Zepbound is expected to be available in the United States by the end of 2023 across six dosage strengths: 2.5 mg, 5 mg, 7.5 mg, 10 mg, 12.5 mg, and 15 mg.
"Unfortunately, despite scientific evidence to the contrary, obesity is often seen as a lifestyle choice—something that people should manage themselves," said Leonard Glass, MD, senior vice president global medical affairs, Lilly Diabetes and Obesity.1 "For decades, diet and exercise have been a go-to, but it's not uncommon for a person to have tried 20-30 times to lose weight with this approach. Research now shows that the body may respond to a calorie-deficit diet by increasing hunger and reducing feelings of fullness, making weight loss more difficult. Lilly is aiming to eliminate misperceptions about this disease and transform how it can be managed."

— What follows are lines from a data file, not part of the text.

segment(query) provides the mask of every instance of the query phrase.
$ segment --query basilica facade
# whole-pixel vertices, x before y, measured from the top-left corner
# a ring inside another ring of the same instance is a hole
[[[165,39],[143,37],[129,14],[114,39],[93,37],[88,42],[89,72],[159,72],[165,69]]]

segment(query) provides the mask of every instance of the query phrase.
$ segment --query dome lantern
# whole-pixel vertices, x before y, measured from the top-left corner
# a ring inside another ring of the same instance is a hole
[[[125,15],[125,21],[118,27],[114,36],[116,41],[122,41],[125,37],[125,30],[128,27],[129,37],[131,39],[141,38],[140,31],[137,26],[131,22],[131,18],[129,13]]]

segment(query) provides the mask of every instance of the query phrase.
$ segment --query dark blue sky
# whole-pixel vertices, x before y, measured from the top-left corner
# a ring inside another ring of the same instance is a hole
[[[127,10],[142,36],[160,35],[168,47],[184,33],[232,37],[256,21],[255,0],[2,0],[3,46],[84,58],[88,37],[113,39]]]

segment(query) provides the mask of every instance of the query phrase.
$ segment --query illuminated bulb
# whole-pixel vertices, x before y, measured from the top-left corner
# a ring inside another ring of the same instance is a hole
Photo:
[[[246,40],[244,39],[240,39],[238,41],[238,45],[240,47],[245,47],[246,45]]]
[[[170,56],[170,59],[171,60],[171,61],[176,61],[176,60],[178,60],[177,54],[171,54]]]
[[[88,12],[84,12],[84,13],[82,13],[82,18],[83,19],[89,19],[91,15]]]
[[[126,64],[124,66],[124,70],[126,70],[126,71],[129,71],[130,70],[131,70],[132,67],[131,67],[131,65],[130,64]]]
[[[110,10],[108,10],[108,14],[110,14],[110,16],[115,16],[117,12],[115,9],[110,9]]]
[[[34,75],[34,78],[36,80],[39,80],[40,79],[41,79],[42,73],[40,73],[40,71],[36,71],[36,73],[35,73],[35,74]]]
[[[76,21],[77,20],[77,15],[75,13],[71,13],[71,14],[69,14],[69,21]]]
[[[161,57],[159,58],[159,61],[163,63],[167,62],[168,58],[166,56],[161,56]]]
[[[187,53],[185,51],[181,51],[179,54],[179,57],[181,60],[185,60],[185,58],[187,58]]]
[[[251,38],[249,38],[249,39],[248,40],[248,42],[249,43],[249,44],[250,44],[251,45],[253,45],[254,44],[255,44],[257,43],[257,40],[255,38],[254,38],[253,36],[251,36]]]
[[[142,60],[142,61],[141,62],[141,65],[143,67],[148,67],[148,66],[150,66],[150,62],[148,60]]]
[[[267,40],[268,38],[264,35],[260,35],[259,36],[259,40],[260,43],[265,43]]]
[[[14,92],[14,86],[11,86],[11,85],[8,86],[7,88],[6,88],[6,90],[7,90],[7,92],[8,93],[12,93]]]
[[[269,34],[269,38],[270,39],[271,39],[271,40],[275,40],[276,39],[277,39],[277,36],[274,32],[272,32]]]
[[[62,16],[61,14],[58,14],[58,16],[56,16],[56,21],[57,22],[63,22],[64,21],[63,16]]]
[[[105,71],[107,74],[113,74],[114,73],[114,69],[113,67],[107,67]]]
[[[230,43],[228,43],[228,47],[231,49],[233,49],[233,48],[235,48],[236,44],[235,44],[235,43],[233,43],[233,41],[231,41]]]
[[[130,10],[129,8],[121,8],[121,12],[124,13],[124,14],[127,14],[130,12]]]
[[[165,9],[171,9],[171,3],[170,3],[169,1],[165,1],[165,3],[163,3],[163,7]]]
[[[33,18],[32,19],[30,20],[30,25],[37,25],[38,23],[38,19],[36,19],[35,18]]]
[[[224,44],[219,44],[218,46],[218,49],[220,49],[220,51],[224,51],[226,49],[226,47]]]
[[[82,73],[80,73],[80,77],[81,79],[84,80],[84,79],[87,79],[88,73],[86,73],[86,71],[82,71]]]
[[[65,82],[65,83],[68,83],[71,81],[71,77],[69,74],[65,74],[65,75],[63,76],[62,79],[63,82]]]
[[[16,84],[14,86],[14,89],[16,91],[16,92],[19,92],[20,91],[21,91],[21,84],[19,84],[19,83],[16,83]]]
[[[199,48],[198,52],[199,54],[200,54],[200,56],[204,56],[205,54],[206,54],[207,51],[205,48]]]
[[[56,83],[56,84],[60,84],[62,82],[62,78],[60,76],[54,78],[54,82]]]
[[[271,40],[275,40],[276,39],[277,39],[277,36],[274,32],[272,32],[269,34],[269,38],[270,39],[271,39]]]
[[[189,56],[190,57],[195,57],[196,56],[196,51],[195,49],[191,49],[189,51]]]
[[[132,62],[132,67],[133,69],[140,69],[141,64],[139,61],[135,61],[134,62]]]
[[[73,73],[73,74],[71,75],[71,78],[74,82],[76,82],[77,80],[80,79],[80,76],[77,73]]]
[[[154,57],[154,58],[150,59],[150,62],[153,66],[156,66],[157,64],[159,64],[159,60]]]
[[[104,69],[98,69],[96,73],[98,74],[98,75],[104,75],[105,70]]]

1. FDA Approves Lilly's Zepbound™ (tirzepatide) for Chronic Weight Management, a Powerful New Option for the Treatment of Obesity or Overweight with Weight-Related Medical Problems. Eli Lilly and Company. News release. November 8, 2023. https://investor.lilly.com/news-releases/news-release-details/fda-approves-lillys-zepboundtm-tirzepatide-chronic-weight
2. Rosenstock, J, et. al. Efficacy and safety of a novel dual GIP and GLP-1 receptor agonist tirzepatide in patients with type 2 diabetes (SURPASS-1): a double-blind, randomised, phase 3 trial. Lancet. 2021;398(10295):143-155. doi: 10.1016/S0140-6736(21)01324-6. Accessed November 8, 2023.